Rightwing columnist Edward Daley penned a column this weekend entitled "A Few Questions For Liberals". No doubt these questions will be as loaded as "When did you stop beating your wife?", but having nothing better to do, I am happy to answer Mr. Daley, and maybe he will learn something.
1) The modern American "peace movement" is responsible for the deaths of far more people than the U.S.-involved wars its members have protested over the past half century. Why then are so many Americans still convinced that going to war is the worst thing our country can do?
Let’s start with that mind-blowing premise: that the "peace movement" is responsible for more deaths than actual war.
No, on second thought, let’s not.
Instead let’s just reflect on that premise, and pick the piece of our cerebral cortex off of the splattered-on wall.
Now on to the question. Many Americans don’t think going to war is the worst thing out country can do. It really depends on the war, doesn’t it, Ed? I know of few Americans who — even today — think fighting the Taliban and al Qaeda in Afghanistan was a bad idea. It’s leaving that war to start some stupid folly in Iraq that is bad.
Going into meaningless unwinnable wars bring us nothing, but a drastic decline in American prestige, and — oh, yeah — needless deaths.
2) Over the course of its existence, our planet has been much colder and much warmer than it is today, having endured periodic ice ages and various cataclysmic natural events. That being the case, why would anyone choose to believe that human beings are responsible for the earth’s most recent, and relatively mild, climatic shift?
Because the same science that has informed us about the periodic ice ages and the cataclysmic natural events is telling us now that the global climatic shift is due to a century of pumping dangerous flourocarbons and greenhouse gases into the atmosphere. Why would thousands of scientiests make this up?
3) The Bush doctrine of preemptive warfare would — in all likelihood — have saved tens of millions of lives had it been implemented against Nazi Germany prior to Hitler’s invasion of Poland in 1939. So why do human rights activists today insist that stopping Islamofascists from acquiring nuclear weapons isn’t worth the cost in human life?
Hmmm. The Bush doctrine of preemptive warfare would — in all likelihood — have killed hundreds of millions of lives had it been implemented during the Cold War against Russia. Ever think of that? In any event, I’m all for stopping Islamofascists from acquiring nuclear weapons. The problem is that Saddam was hardly an Islamofascist and is ability to acquire nuclear weapons was nil. The doctrine of pre-emption is fine — Clinton engaged in pre-emptive strikes against Iraq for years explicitly for the purpose of preventing them from obtaining WMDs. It worked by the way, and we didn’t find ourselves in the deadly morass we are in now.
4) Monetary transactions between private citizens are what fuel our economy. The government taxes private citizens, thereby removing money from the economy. Since economic growth is dependent upon increased monetary transactions within the private sector, why do Democrat lawmakers routinely propose raising taxes, especially on those citizens who invest the most money in our economy?
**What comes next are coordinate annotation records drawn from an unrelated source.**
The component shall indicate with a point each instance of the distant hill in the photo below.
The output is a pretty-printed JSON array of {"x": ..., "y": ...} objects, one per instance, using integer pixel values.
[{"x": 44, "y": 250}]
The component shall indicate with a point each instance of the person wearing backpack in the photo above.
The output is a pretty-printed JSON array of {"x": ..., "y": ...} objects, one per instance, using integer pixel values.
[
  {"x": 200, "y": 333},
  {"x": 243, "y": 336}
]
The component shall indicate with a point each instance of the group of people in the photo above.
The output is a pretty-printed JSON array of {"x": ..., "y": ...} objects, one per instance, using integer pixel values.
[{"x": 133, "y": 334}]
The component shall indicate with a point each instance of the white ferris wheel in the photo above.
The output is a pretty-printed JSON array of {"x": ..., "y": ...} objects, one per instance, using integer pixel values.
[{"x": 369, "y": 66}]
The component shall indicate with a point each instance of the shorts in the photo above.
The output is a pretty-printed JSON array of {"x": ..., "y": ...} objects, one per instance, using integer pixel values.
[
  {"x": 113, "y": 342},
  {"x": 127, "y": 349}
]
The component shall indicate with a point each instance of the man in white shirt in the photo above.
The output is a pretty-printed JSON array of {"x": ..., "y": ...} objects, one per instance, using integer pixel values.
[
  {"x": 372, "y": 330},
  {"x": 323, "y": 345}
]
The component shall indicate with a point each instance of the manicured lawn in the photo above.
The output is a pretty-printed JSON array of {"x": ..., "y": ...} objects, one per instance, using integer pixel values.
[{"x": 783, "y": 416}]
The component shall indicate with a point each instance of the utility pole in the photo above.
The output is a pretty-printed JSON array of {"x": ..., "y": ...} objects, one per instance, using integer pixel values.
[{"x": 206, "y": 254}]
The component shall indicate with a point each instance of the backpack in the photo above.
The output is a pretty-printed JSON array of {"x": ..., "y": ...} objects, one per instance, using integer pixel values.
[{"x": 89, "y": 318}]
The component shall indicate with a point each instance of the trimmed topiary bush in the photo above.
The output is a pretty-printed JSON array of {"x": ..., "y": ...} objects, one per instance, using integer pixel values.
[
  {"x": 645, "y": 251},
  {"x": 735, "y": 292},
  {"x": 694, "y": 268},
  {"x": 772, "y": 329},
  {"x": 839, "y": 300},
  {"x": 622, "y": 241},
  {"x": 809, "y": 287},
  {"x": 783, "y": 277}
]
Ed, you are a moron. Yes, the government taxes private citizens, but that doesn’t remove money from the economy. What do you think the government does with that money? It spends it. And that money often goes into the private sector, this fueling the economy. The government builds a road. Building that road employs people. Those people get paid. They spend that money. And so it goes. (Also, the road itself enables business to transport their goods from point A to point B, also helping the economy).
As for taxing the people who "invest" (i.e., spend) the most money in our economy, who do you propose be taxed? Those who can’t afford it? There is nothing wrong — in fact, it is a moral right — to tax more those who benefit most from capitalism. Don’t worry — they will still come out ahead. In the words of Charlie Sheen, "How many yachts can you waterski behind?"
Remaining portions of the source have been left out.